As the saint and I continued on our drive to work, it dawned on me: the dog was one of our neighbor’s who lived a street or two away from us. He was one of two hounds they owned. They often came by our house during the day for walks. They would bay, loudly and beautifully, full of joy of being alive and being able to smell the smells we can only dream of as humans. When I work from home, this was often a highlight of my day, hearing their howls–kind of the canine version of the Big Ben. Our dog–a Labrador mix–would bark at them from the inside of our house, huffing and puffing in her comedic way while wagging her tail. The music of dogs is a glorious thing.
The question always comes in instances like these: “Why do bad things happen?” I can recite some of the apologetics, give you a spiel on this being a fallen world, that things aren’t the way they were meant to be, so on, so forth. That is fine, all true, and sometimes a comforting thought. A slippery grip that gives us something to grab when we watch the news, or hear about a tragedy far removed from us. But then when we witness something like this up close–are really met with the gritty underbelly of a fallen world–we falter. “No, not like this”, we think. “Not like this.”
God knows and understands how much this has affected the Saint and I. He knows how much I love dogs, have cared for them since I was a child. I don’t doubt that one of my first words was probably the names of the neighbor’s dogs next to us growing up. God is with us when bad things happen–He will take care of everything. On this I trust. In His time and Way. He cries with us.
Until then, I keep looking out the windows of my writing room, hoping to hear a joyful bay once more. And praying for the fallen world we live in, watching the headlines about Ukraine and the other evils that continue rumbling in our world.
I hope to hear the howl.
2 thoughts on “The Missing Bay & Why do Bad Things Happen”

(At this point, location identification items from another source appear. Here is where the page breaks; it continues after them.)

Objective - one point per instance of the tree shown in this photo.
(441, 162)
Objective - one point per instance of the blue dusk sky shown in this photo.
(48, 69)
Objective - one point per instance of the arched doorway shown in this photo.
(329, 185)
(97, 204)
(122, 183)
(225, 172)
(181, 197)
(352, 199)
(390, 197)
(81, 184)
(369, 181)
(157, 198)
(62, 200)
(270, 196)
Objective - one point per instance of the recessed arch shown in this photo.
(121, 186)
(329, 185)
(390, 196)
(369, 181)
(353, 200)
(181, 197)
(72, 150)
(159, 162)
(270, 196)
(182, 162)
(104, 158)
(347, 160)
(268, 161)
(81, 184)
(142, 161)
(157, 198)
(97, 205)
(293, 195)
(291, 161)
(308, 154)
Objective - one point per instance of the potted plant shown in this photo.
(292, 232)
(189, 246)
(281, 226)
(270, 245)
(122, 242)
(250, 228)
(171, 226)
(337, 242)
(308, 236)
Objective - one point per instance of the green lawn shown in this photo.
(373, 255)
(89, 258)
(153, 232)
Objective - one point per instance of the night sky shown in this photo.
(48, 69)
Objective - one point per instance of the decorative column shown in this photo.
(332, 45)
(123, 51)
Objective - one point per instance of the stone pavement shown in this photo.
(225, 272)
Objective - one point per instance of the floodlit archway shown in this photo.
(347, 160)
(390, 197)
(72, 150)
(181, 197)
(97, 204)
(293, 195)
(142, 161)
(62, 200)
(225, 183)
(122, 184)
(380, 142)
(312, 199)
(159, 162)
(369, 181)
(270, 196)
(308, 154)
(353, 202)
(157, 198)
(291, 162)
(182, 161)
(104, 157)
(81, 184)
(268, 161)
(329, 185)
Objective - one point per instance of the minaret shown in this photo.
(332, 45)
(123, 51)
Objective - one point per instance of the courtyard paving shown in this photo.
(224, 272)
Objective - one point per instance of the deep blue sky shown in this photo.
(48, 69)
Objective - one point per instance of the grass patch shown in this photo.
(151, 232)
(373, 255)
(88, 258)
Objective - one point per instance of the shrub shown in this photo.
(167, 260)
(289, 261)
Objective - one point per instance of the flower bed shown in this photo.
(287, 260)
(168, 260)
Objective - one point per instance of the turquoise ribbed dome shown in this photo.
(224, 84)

That’s quite a story. There was one week, not long ago, where I encountered three stray dogs within days of each other. The first two were able to be reunited with their owners (one through me and a friend, the other through my parents and a truck driver), but the third ran off before I could type in the owner’s number. I hope someone else was more successful than I was.
Thank you for stopping to help them. That’s wonderful.
Yes, it affected us quite a bit. I’m really hoping he’s okay/on the mend.